Under the sod and under the trees
Lies the body of Jonathan Pease.
He is not here, there’s only the pod:
Pease shelled out and went to God.
What strikes me about these epitaphs is that, unless the wishes of the deceased are honored, the survivors get to decide what will appear on the tombstone. And if a couple didn’t get along well in life, it sure helps to be the remaining spouse, as a tombstone in Hardwick, Vermont, clearly demonstrates.

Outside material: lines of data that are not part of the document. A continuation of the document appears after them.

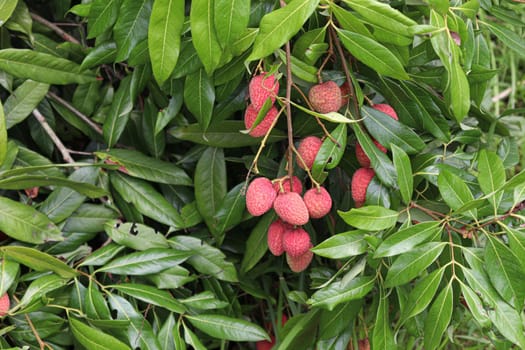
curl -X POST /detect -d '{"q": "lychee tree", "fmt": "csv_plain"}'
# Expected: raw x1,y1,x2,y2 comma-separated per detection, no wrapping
0,0,525,350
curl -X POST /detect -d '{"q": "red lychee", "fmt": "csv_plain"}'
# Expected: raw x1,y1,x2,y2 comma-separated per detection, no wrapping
0,293,11,317
248,73,279,111
267,219,292,256
351,168,376,208
297,136,323,169
283,227,312,257
244,105,279,137
273,176,303,194
286,245,314,272
303,186,332,219
355,140,386,168
372,103,399,120
246,177,277,216
273,191,310,225
308,81,341,113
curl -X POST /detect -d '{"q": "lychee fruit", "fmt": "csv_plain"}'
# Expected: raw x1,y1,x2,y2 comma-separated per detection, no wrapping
351,168,375,208
248,73,279,110
267,219,292,256
355,140,386,168
303,186,332,219
0,293,11,317
297,136,323,169
272,188,310,225
308,81,341,113
244,105,279,137
286,245,314,272
283,227,312,257
246,177,277,216
372,103,399,120
273,176,303,194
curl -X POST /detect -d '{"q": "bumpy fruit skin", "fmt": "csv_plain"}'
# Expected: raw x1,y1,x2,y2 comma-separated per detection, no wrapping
248,73,279,110
273,176,303,194
308,81,341,113
286,245,314,273
246,177,277,216
297,136,323,169
355,140,386,168
303,187,332,219
0,293,11,317
351,168,375,208
283,227,312,257
267,219,291,256
273,191,310,226
244,105,279,137
373,103,399,120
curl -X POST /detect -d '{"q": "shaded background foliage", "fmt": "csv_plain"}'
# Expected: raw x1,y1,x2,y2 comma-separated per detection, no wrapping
0,0,525,349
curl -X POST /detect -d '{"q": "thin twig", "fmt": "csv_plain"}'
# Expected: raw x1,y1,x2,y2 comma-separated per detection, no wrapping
47,92,102,135
33,108,75,163
31,12,81,45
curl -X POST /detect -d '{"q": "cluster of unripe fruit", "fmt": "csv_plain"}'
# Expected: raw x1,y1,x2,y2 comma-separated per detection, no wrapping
351,104,399,208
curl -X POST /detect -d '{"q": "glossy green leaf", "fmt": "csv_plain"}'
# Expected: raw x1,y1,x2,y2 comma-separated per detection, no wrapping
97,248,192,275
247,0,319,61
337,29,409,80
338,205,399,231
184,69,215,131
0,49,95,85
69,318,131,350
148,0,184,85
374,221,443,258
107,283,186,314
424,283,454,349
185,314,270,341
113,0,152,62
4,80,49,129
311,230,368,259
385,242,446,287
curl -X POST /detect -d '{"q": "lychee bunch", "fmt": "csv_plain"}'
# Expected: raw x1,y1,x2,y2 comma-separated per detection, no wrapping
308,81,341,113
0,293,11,317
351,168,375,208
297,136,323,169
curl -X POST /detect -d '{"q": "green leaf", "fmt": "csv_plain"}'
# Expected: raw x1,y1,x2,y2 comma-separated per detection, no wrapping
247,0,319,61
148,0,184,85
107,283,186,314
194,147,227,232
95,149,192,186
308,276,375,310
170,235,238,282
0,246,78,278
337,29,409,80
385,242,446,287
4,80,49,129
374,221,443,258
424,283,454,349
113,0,152,62
69,317,131,350
338,205,399,231
438,169,477,218
169,120,285,148
0,197,63,244
401,268,445,320
185,314,270,341
311,230,368,259
390,143,414,204
96,248,192,276
109,172,184,229
184,69,215,131
190,0,223,75
87,0,122,39
0,49,96,85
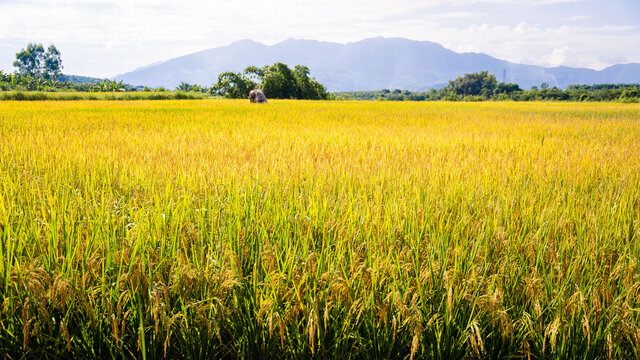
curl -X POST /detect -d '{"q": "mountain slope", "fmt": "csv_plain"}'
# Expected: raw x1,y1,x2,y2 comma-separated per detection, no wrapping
115,38,640,91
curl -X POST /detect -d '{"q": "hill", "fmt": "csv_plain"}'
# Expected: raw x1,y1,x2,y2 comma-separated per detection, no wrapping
114,38,640,91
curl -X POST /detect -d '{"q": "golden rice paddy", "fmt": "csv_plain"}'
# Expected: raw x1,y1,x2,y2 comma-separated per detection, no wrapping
0,100,640,359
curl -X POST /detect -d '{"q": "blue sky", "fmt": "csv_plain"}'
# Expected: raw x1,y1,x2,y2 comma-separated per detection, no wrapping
0,0,640,77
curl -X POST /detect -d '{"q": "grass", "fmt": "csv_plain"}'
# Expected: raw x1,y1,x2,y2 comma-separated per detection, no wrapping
0,100,640,359
0,91,207,101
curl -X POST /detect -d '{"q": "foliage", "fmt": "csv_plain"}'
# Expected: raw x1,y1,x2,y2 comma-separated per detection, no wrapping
0,100,640,359
211,63,329,100
0,91,206,101
449,71,498,98
334,71,640,102
13,43,62,80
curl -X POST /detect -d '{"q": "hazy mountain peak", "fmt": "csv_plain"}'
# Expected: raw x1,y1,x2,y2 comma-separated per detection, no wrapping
115,37,640,91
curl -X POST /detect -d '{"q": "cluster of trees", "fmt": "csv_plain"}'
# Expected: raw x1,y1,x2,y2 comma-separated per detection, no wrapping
13,43,62,80
335,71,640,102
0,43,640,102
210,62,330,100
0,70,136,92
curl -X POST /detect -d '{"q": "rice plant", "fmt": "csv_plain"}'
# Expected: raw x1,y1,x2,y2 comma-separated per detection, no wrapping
0,100,640,359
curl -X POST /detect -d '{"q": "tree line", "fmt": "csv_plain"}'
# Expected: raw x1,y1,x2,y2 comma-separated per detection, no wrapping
5,43,640,102
334,71,640,102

The inscription on “his” side doesn’t make much sense until you read the words she’s had carved on “her” side.
1872 – 1944
He Never Did
She Always Did Her Best
Then there was the wife in Potterne, Wiltshire, England, who got in the last word posthumously, although maybe it was her family who realized her life with old John had been especially miserable.
Mary—the wife of John Ford
We hope her soul is gone to the Lord
But if for Hell she changed this life
She had better be there than be John Ford’s wife
To give men their due, in Burlington, Massachusetts, is a monument that reads:
Sacred to memory of Anthony Drake,
Who died for peace and quietness sake;
His wife was constantly scolding and scoffin’
So he sought for repose in a twelve dollar coffin.
The second line of an epitaph in Massachusetts gives you a hint that this woman didn’t write her own epitaph.
To the memory of Mary Gold,
Who was gold in nothing but her name,
She was a tolerable woman for an acquaintance
But old Harry himself couldn’t live with her:
Her temper was furious
Her tongue was vindictive
She resented a look and frowned at a smile,
And was sour as vinegar:
She punished the earth upwards of 40 years,
To say nothing of her relations.
Now that you’ve come to the end of these epitaphs, you may have a good idea for doing today’s Take-a-Break. Of course, it may take more than a few minutes to come up with something humorous, so that’s why this is a Longer Break and not a Quick or Moderate Break. No matter how long you take, try as hard as you can to clearly express your opinion of that person’s character.